In a six-page opinion, three federal judges decided Tuesday that, at least so far as the overweight teens’ misleading advertising claims were concerned, their allegations “more than m[et] the requirements” for the case to continue.  That’s because, according to these judges, the teens don’t have to prove they actually relied on any allegedly deceptive promotions to win their case.  In fact, according to the decision, the plaintiffs didn’t even need to show a “‘causal connection between their consumption of McDonald’s food and their alleged injuries’” in order to keep the lawsuit going.

Instead, the three judges asserted that the teenaged plaintiffs need only prove that McDonald’s advertising was “objectively misleading or deceptive” and that they “suffered injury ‘as a result.’”  But what injury did the teenagers suffer?  And why?

According to their complaint, the teens suffered injury because their consumption of McDonald’s food “significantly and substantially increased the development of … obesity, diabetes, coronary heart disease, high blood pressure, elevated cholesterol intake, and/or other detrimental and adverse health effects and/or diseases.”  The complaint also claims that the teens ate at McDonald’s often because the company promoted the quality of its food.  In other words, according to the teenaged plaintiffs, the McLawsuit hinges on whether McDonald’s caused their excessive weight and poor health by inducing them to eat fast food through allegedly misleading advertising.  Thus, if McDonald’s is legally to blame, logically it must be because the teenaged plaintiffs relied on those commercial messages to their detriment.

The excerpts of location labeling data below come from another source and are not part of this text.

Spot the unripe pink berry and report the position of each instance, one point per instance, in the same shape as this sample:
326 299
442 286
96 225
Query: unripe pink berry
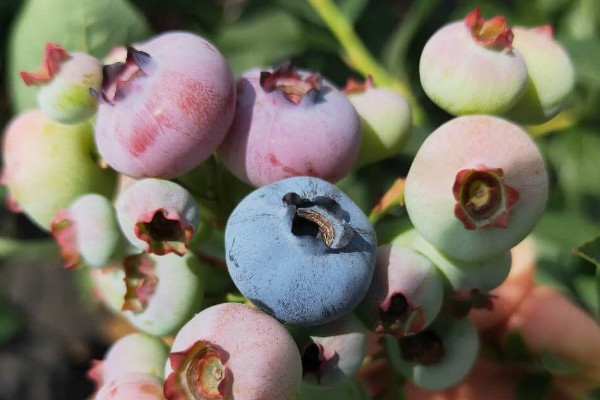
233 351
48 165
88 232
332 353
134 353
64 81
158 216
131 386
167 108
385 120
406 292
288 123
477 187
470 67
551 75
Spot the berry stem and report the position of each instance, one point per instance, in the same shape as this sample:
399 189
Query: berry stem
358 56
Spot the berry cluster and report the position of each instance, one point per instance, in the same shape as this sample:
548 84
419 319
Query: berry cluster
126 196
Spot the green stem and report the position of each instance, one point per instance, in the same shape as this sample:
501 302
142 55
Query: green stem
358 57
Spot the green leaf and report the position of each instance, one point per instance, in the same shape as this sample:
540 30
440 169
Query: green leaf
91 26
11 320
590 250
534 387
260 40
585 55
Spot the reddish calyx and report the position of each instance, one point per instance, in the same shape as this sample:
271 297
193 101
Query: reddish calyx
64 230
288 80
397 317
54 56
140 282
355 87
492 33
482 199
116 78
164 232
316 360
544 30
199 373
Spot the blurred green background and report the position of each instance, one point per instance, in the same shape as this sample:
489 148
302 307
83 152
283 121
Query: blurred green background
47 336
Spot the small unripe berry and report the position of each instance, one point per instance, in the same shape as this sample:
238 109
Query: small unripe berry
88 232
551 75
64 81
406 292
470 67
470 282
166 108
48 165
476 187
158 216
134 353
288 123
438 357
163 292
385 120
130 386
331 353
232 350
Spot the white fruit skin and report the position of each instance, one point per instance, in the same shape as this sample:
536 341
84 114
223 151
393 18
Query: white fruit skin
467 142
98 233
66 97
132 386
464 77
461 346
177 295
228 325
109 287
463 276
386 121
412 274
151 194
337 337
137 352
551 76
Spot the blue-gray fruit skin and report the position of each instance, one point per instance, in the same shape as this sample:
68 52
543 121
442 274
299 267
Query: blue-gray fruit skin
280 261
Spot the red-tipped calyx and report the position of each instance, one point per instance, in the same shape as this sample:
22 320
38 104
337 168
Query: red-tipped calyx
54 56
493 32
354 86
140 282
117 77
199 373
316 360
397 317
64 230
483 200
288 80
164 232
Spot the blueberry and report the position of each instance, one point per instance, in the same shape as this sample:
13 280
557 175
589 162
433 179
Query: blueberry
301 250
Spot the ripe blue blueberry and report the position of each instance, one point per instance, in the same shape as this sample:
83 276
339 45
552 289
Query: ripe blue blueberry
301 250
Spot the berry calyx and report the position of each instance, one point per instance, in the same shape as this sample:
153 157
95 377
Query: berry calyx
482 199
493 32
199 373
287 79
140 281
54 56
164 231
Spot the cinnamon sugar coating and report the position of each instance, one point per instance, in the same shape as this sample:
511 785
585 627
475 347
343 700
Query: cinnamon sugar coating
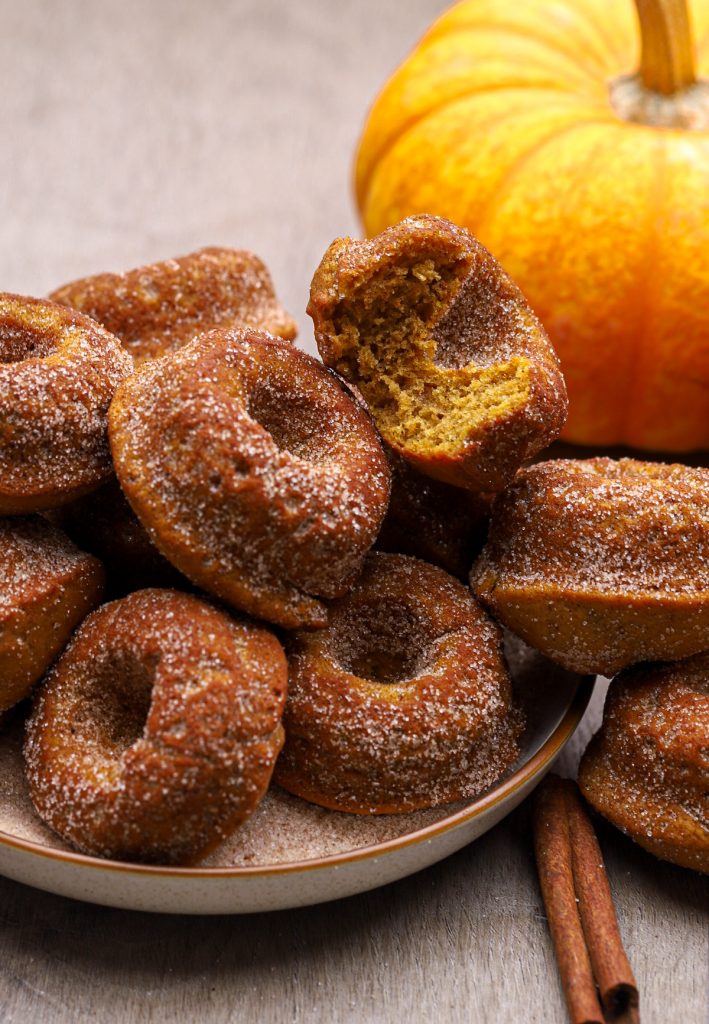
601 563
458 372
156 732
432 520
647 770
103 523
58 371
254 471
403 701
47 588
160 307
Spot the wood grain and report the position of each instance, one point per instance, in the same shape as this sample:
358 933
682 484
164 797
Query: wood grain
135 131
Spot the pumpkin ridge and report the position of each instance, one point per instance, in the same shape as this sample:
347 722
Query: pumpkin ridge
645 296
525 158
512 30
362 184
618 51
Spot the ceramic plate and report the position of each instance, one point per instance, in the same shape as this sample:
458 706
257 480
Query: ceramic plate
291 853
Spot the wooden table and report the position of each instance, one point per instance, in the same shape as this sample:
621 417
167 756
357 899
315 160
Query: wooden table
133 131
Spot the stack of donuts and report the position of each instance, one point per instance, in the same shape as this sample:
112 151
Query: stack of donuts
305 564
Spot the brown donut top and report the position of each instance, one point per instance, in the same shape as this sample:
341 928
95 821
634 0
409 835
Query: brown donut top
58 371
157 730
254 471
648 767
103 523
160 307
404 699
600 526
458 372
37 559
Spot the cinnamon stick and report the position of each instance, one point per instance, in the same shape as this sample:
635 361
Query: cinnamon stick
580 910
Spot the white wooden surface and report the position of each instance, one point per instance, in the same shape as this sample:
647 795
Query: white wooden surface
134 130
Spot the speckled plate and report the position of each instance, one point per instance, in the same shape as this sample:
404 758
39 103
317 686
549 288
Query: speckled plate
291 853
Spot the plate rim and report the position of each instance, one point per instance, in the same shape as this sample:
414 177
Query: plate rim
535 765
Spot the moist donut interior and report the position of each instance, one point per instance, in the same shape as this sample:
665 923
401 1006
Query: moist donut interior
381 644
428 374
117 700
19 342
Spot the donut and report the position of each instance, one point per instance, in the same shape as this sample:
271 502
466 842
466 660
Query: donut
254 471
432 520
601 563
157 308
58 371
48 587
458 372
103 523
403 701
647 769
155 734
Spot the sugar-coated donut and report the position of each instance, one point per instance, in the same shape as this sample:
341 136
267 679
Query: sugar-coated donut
403 701
103 523
647 770
601 563
155 734
254 471
456 369
160 307
47 588
58 371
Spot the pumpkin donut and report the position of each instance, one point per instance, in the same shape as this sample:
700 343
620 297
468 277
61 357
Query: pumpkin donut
156 732
58 371
254 471
403 701
456 369
647 769
48 587
601 563
103 523
157 308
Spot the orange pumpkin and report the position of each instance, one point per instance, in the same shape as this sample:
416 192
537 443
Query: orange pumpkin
525 122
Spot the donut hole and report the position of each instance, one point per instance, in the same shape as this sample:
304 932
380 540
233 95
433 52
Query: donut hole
383 644
19 342
117 702
295 423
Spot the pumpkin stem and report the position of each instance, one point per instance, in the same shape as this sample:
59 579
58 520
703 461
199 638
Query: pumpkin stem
665 92
667 62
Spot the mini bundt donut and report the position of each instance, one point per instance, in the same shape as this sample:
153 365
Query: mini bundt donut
601 563
103 523
48 587
432 520
157 308
58 371
156 732
253 470
458 372
647 770
403 701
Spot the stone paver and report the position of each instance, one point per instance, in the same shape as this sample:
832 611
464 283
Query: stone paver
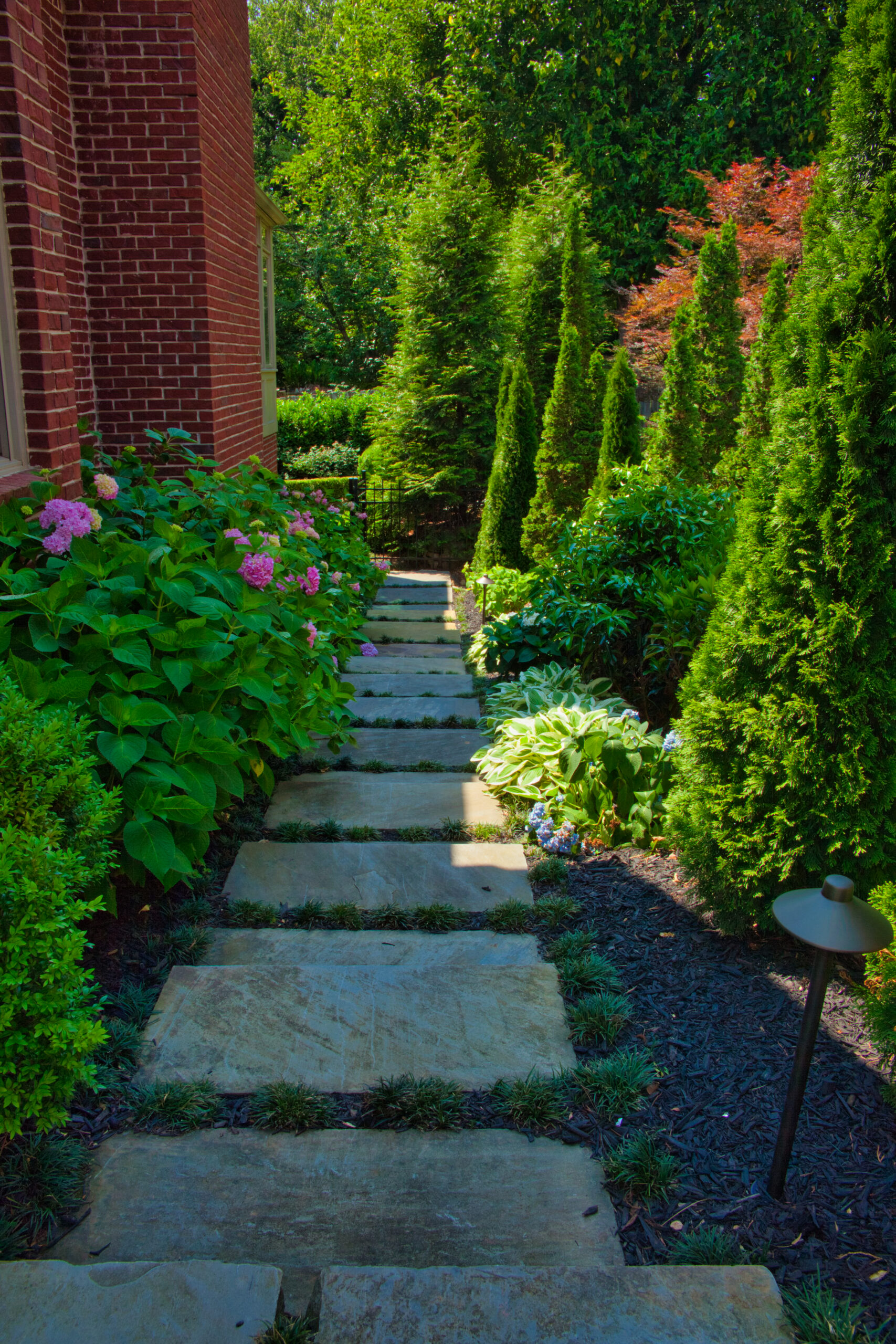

Seen this way, the three judges aren’t just having it their way, they’re having it both ways.  On one page their decision asserts the teenagers don’t have to prove actual reliance on McDonald’s advertising in order to win the case, but on another the same opinion clearly explains that the teenagers must prove not only that the promotions were “objectively misleading or deceptive” but also that the teens suffered their weight- and health-related problems “‘as a result.’”

It used to be that a plaintiff had to prove the defendant caused their injury in order to collect.  Unfortunately, the McLawsuit has become just one more example of the rejection of this approach — and a sign post marking just how far our tort system has wandered from the age-old requirement of proving fault.  According to Tuesday’s decision, the case against McDonald’s lives on because the teenaged plaintiffs alleged they didn’t know exactly what ingredients, how many calories and how much cholesterol was in each Value Meal and because McDonald’s didn’t warn them.  Never mind the far more pertinent and obvious fact that everyone — including the teenaged plaintiffs — knows or, at the very least, should have known: Eating a Big Mac a day will not keep the doctor away.

Indeed, Tuesday’s decision — though not the first — is perhaps the most celebrated legal ruling thus far exposing the vast expansion of America’s no-fault liability regime.  On its face, the McLawsuit is a perfect example of a no-fault tort case.  The teenagers claim they aren’t to blame for their excessive size and poor health because they couldn’t count every last calorie in their burgers and fries.  And McDonald’s logically can’t be at fault because no one forced the teenagers to overeat there.

Nevertheless, as more and more companies are learning, in America, someone has to pay, and in the no-fault world where causation is no longer a factor, it’s usually the one with the deepest pockets, whether actually to blame or not.